Efendim Piri Reis'in haritası başkasından kopyaymış. Kolomb, çizmişmiş. Yahu adam Amerikayı Hindistan zannediyormuş daha bu kadar ayrıntılı nereden çizsin?
Daha sonra yazdıkları her notu kontrol edip yazma dilinin çoğunluğunun İngilizce ve Almanca olduğunu itiraf ediyor. Sonrada neden Türkçe yazmadığını sorguladığında Türkçe eserlerin azlığından ve gerçek anlamda bir bilim adamı olmadığından dem vurup Türkçe yazmadığından bahsediyor. Her fırsatta Osmanlıların sığlığından ve bilim adamlarının olmadığından bahsediyor. Peki efendim kitabından bahsettiğin ve yakından tanıdığın o bilim adamları hangi dönemde yetişmişlerde onları Osmanlıdan kabul etmiyorsun?
Sonra Edgerton'un hasta toplumlarının içersine şimdiki Türkiye'nin de katılabileceğini söylüyor. Neden efendim? Araçlarda kullanılan benzinden dolayı oluşan çevre kirliliğini sebep gösteriveriyor.

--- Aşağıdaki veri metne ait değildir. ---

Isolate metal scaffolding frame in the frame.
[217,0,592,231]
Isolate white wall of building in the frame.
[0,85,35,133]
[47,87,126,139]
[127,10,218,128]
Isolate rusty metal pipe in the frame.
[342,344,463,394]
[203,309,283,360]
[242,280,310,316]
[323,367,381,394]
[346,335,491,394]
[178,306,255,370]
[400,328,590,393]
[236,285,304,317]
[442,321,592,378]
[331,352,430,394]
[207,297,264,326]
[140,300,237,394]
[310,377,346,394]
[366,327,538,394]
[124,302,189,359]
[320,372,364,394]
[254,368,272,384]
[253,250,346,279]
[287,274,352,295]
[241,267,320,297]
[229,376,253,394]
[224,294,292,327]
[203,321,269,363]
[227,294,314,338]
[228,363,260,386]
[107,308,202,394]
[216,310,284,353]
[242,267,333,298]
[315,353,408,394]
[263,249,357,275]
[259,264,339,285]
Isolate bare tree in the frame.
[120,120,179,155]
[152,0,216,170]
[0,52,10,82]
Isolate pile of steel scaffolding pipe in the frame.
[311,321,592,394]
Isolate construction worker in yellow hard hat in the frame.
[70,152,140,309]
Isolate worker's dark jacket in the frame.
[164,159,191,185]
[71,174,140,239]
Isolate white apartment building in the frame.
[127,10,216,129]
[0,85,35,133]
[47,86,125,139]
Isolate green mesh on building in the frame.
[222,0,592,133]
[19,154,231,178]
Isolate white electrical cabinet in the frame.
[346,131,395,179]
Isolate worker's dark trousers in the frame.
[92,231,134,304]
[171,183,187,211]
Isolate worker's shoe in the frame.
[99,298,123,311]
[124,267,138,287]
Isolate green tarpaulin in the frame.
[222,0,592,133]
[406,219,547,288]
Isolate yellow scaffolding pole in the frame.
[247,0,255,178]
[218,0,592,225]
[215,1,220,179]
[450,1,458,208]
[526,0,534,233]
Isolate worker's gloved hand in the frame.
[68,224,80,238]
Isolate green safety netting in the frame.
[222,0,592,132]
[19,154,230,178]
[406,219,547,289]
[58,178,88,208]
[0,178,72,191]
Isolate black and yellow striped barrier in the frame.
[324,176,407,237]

Yahu uygar devletler dediğin ülkeler bu benzin kaynaklarının başında ve milyonlarca insanı katlederek. İki dünya savaşını çıkaran ve milyonlarca insanların ölümüne sebep olanlar da onlar değil mi? Japonya'ya Atom Bombası'nı patlatanlarda Osmanlı mı? Kızılderilileri katledenler, zencileri(Siyah ırk) köle yapıp sömürenler ve diğer uygarlıkların üzerine silahıyla çöküp tüm zengiliklerini çalanlar bu uygar dediğiniz ülkeler değil mi? Gittikleri her yeri gözyaşı akıtan ve öldüren bu ülkeleri oralara demokrasi ve uygarlık götürdüler masalını bize inanmamımızı bekliyorsunuz?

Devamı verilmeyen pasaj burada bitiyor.